2.4. Reflection Checkpoint
Key Takeaways
Before proceeding, ensure you can:
- Select the appropriate data format (Parquet, RecordIO, CSV, Avro) based on the ML workload and access pattern
- Choose between S3, EFS, FSx for Lustre, and EBS based on throughput, access pattern, and sharing requirements
- Distinguish between Kinesis Data Streams, Data Firehose, and MSK for streaming ingestion scenarios
- Apply the correct data cleaning technique (outlier treatment, imputation strategy, deduplication) based on data characteristics
- Select the right encoding for categorical features based on cardinality and ordinality
- Match the AWS transformation tool (Glue, DataBrew, EMR, Data Wrangler) to the scenario's scale, user, and integration needs
- Use SageMaker Clarify's pre-training bias metrics (CI, DPL) to detect and mitigate data bias
- Explain data quality validation as an automated pipeline gate, not a one-time check
- Distinguish between Ground Truth (training data labeling) and A2I (production prediction review)

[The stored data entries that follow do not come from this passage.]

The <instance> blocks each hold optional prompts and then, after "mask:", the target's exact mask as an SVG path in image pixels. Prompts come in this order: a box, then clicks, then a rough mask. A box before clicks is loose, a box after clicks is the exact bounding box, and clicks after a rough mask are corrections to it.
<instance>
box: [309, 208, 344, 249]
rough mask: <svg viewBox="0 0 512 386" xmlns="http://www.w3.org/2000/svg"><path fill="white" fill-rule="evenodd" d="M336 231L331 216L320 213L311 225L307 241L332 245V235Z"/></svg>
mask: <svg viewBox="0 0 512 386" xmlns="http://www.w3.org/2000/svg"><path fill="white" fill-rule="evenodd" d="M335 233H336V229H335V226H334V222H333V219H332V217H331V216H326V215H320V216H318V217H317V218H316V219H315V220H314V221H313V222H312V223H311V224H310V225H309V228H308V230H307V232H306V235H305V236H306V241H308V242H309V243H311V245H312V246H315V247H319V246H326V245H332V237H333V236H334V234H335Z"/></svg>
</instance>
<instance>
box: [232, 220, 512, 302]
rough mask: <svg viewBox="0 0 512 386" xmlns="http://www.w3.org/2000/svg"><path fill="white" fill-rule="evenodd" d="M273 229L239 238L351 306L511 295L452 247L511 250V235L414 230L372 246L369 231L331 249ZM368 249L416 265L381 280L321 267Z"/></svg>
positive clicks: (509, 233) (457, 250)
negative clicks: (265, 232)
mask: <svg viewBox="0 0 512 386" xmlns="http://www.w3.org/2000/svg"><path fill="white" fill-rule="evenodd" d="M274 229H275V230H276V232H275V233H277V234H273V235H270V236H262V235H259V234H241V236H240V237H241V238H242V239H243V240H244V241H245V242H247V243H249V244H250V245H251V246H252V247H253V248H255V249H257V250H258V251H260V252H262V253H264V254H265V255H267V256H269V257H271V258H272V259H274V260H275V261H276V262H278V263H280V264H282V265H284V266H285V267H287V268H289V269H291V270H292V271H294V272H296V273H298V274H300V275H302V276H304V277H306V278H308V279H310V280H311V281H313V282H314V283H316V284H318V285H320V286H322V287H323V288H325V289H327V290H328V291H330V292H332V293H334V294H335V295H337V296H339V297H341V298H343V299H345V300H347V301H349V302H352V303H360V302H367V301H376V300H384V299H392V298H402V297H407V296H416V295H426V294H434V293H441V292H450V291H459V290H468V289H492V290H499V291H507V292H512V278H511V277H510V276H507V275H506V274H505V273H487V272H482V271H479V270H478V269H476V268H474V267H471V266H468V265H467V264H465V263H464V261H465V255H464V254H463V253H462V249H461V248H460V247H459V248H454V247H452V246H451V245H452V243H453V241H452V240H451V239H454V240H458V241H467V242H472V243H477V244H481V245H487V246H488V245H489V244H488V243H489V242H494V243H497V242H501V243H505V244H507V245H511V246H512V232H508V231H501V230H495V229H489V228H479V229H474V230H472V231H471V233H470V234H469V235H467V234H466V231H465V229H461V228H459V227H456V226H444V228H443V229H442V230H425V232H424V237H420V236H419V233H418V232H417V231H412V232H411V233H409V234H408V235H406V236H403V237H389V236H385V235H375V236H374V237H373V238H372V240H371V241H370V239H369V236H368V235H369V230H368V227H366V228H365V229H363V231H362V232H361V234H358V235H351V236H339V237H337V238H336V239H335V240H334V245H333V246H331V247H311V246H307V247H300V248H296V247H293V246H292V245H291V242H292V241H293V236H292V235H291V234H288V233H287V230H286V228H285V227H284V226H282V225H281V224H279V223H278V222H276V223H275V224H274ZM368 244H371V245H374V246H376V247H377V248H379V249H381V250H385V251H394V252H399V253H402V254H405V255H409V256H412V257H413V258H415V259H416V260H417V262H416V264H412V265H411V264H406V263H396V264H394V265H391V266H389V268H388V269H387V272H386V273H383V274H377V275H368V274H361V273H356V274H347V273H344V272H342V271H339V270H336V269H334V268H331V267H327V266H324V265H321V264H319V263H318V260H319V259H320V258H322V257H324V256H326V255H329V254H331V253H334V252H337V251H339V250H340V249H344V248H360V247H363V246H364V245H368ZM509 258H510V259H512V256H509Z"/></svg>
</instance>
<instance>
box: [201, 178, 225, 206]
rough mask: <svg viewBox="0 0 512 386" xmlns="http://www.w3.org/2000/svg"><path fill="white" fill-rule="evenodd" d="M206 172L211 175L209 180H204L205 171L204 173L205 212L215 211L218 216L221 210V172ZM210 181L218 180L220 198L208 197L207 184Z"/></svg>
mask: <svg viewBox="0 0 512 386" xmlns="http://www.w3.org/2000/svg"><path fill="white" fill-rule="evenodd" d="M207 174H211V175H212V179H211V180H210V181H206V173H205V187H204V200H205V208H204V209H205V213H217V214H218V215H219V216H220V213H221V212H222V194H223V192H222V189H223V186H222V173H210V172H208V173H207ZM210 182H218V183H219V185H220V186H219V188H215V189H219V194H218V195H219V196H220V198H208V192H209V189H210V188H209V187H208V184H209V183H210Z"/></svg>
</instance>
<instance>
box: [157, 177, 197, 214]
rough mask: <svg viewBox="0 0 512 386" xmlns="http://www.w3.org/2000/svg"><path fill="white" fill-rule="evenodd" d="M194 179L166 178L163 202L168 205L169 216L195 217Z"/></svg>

- Configure encryption at rest and in transit for ML data pipelines
Connecting Forward
In the next phase, you'll build on this data foundation to develop ML models. You'll learn how to select the right algorithm for your prepared data, train models efficiently using SageMaker's built-in algorithms and custom frameworks, tune hyperparameters, and evaluate model performance. The data quality and feature engineering decisions you make in Phase 2 directly determine what's possible in Phase 3—a well-prepared dataset with clean, bias-checked, properly encoded features is the best foundation for model development.
Self-Check Questions
-
A team stores 2 TB of training data as CSV files in S3. Training a model on an ml.p3.2xlarge takes 8 hours, with 2 hours spent just loading data. They want to reduce total training time. Identify two changes (one to data format, one to storage architecture) that would have the most impact.
-
A dataset for predicting employee attrition has a "department" feature with 5 values and an "employee_id" feature with 50,000 unique values. What encoding would you use for each, and why is one-hot encoding inappropriate for one of them?
-
SageMaker Clarify reports a Class Imbalance metric of 0.6 for a binary classification dataset (60% positive, 40% negative). The DPL shows that the positive label rate is 70% for Group A and 30% for Group B. Describe the bias problem and recommend a mitigation strategy.